There are few poor performances of the concertos. There
are two real miscarries of which to beware. The first is the fascinating
but bloatedly distended Ida Haendel version where an aged Boult was
surely the reason. How sad that Haendel did not record it with Del Mar
or Solti. Haendel's BBCSO/Rozhdestvensky concert performance was issued
on the BBC IMP series but sadly I missed this disc (can anyone oblige
me with a CDR?). The second is the lauded EMI recording - the later
Menuhin recording with Boult which, while praised to the skies in most
quarters, has always sent me yawning away. Zukerman and Barenboim are
well matched with imaginative and generous-hearted coups flowing and
tumbling one after the other. The
soloist is sweet-toned without becoming treacly seeming at times to
point up the relationship of this big-hearted tender and impulsive concerto
with the Dvořák and the Brahms. This would serve as a fine library
version of the concerto although once the bug has bitten you
must hear Sammons, Oistrakh, Accardo, Bean (surely to be reissued on
CFP?) and Heifetz (possibly my favourite version but favour keeps shifting
in this company).
This concert recording of the Cello Concerto is seen
by many as an eccentric choice yet it is probably my favourite overall.

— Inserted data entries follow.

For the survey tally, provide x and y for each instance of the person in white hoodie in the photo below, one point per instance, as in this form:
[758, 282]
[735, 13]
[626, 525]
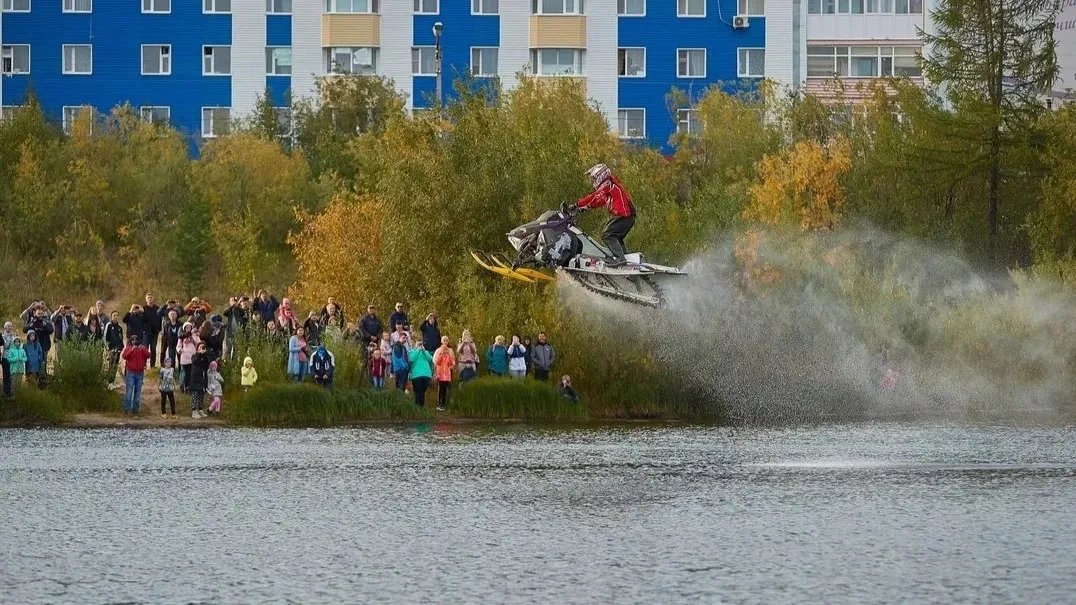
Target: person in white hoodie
[517, 359]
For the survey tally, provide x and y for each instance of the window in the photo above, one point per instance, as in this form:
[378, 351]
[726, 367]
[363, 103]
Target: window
[752, 8]
[822, 6]
[73, 113]
[156, 5]
[368, 6]
[354, 60]
[908, 6]
[78, 59]
[688, 122]
[9, 112]
[16, 58]
[863, 61]
[632, 8]
[426, 6]
[632, 123]
[691, 62]
[691, 9]
[484, 61]
[556, 6]
[279, 60]
[156, 59]
[556, 61]
[156, 114]
[216, 122]
[216, 60]
[632, 62]
[283, 122]
[78, 5]
[423, 60]
[751, 62]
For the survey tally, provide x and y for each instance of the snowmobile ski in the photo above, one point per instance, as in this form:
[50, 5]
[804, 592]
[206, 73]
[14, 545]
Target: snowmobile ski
[553, 241]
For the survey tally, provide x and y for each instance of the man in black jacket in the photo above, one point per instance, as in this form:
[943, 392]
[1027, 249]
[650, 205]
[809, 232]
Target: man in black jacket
[136, 322]
[114, 342]
[370, 326]
[152, 319]
[37, 319]
[170, 329]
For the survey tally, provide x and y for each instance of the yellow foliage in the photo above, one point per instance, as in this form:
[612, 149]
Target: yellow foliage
[339, 252]
[802, 185]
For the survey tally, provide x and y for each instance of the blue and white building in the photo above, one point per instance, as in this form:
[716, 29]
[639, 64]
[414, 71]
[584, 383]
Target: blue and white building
[201, 64]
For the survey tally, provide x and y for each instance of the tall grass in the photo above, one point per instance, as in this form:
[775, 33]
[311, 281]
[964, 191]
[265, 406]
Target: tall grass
[79, 379]
[30, 407]
[306, 405]
[522, 399]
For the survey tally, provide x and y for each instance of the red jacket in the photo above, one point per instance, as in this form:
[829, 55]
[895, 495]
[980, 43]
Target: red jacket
[610, 194]
[378, 367]
[136, 357]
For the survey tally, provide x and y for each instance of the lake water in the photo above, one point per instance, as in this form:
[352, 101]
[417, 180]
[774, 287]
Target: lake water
[446, 514]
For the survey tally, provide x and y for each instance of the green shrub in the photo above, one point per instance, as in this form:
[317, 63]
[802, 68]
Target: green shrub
[350, 357]
[307, 405]
[30, 407]
[506, 398]
[79, 379]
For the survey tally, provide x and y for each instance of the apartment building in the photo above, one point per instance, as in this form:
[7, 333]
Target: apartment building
[200, 64]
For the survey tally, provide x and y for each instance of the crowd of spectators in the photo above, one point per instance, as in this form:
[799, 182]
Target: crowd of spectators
[192, 343]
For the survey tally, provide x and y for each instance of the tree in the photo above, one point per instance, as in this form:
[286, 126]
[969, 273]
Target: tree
[253, 188]
[994, 59]
[193, 244]
[802, 185]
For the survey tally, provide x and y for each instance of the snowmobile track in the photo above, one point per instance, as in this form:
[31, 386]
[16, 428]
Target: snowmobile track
[606, 294]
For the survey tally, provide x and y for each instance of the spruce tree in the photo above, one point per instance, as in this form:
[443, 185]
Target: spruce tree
[993, 60]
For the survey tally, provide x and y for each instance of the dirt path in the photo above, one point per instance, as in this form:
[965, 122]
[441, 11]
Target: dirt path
[149, 419]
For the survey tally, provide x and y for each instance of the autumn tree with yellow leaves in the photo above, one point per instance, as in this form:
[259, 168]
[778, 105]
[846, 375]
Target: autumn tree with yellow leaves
[802, 186]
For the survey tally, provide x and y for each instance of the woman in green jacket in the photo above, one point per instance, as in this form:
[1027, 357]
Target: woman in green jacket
[422, 371]
[496, 357]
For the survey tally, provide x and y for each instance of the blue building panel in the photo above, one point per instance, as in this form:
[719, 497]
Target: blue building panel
[462, 31]
[662, 32]
[116, 30]
[278, 30]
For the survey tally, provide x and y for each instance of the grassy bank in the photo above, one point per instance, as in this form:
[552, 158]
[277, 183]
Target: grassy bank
[306, 405]
[496, 398]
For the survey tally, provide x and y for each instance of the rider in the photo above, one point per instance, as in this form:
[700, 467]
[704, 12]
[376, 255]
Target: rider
[609, 192]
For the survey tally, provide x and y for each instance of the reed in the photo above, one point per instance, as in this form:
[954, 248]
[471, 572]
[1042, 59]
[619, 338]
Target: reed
[520, 399]
[31, 407]
[79, 380]
[307, 405]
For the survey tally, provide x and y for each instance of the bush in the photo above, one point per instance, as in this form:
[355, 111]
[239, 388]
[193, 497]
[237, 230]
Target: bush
[30, 407]
[307, 405]
[350, 357]
[79, 379]
[522, 399]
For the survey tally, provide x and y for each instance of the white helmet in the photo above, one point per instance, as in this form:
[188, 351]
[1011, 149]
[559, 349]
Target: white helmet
[598, 174]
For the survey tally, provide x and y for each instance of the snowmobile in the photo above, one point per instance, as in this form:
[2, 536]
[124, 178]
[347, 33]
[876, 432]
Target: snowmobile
[552, 242]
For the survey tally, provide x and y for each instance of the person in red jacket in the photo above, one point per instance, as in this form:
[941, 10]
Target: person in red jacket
[135, 356]
[608, 193]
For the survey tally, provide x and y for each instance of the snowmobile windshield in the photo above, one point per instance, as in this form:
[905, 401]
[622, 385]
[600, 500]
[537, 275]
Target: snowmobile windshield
[547, 220]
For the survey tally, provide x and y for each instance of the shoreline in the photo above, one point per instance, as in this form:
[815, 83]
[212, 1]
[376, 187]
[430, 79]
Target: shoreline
[1028, 418]
[116, 420]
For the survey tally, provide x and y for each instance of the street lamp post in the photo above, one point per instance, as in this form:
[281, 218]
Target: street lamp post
[437, 59]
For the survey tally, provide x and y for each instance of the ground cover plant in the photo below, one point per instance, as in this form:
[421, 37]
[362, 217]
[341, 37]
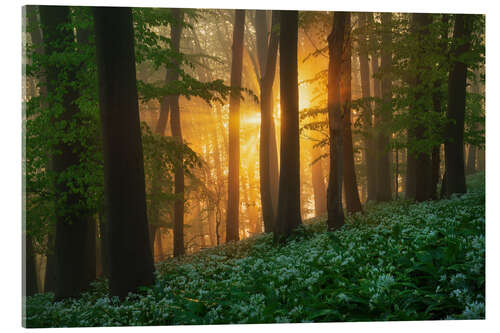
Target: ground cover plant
[396, 261]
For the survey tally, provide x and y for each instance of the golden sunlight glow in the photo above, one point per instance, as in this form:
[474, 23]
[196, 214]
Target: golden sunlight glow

It was set down late in Dupré's career assembled from two concerts
in Philadelphia in 1970. It is often compared unfavourably with the
fine but not unchallengeable Dupré EMI studio version with the
LSO and Barbirolli. Sony and before them CBS were well advised to hold
this version in their live retail catalogues. It is a special event;
as special in my view as Beecham in Sibelius 2 (live at the RFH in 1954)
and as Mravinsky in Sibelius 7 in Moscow in 1965. Dupré draws
smouldering and smoking tone from her instrument. Barenboim leads the
Philadelphia in a grand age interpretation only impaired somewhat by
the odd cough and the imperfect detailing of a concert recording. Listen,
and listen in awe, to Dupré's hell-bent accuracy and quicksilver
skitter through the allegro molto (tr 17). This recording is
one of the best kept secrets in the catalogue - seek it out.
Brief and very generalised notes by Jackson Braider.
No mention of the specific works. Neatly packaged in a single-width
double-hinged case. Generous to perfection.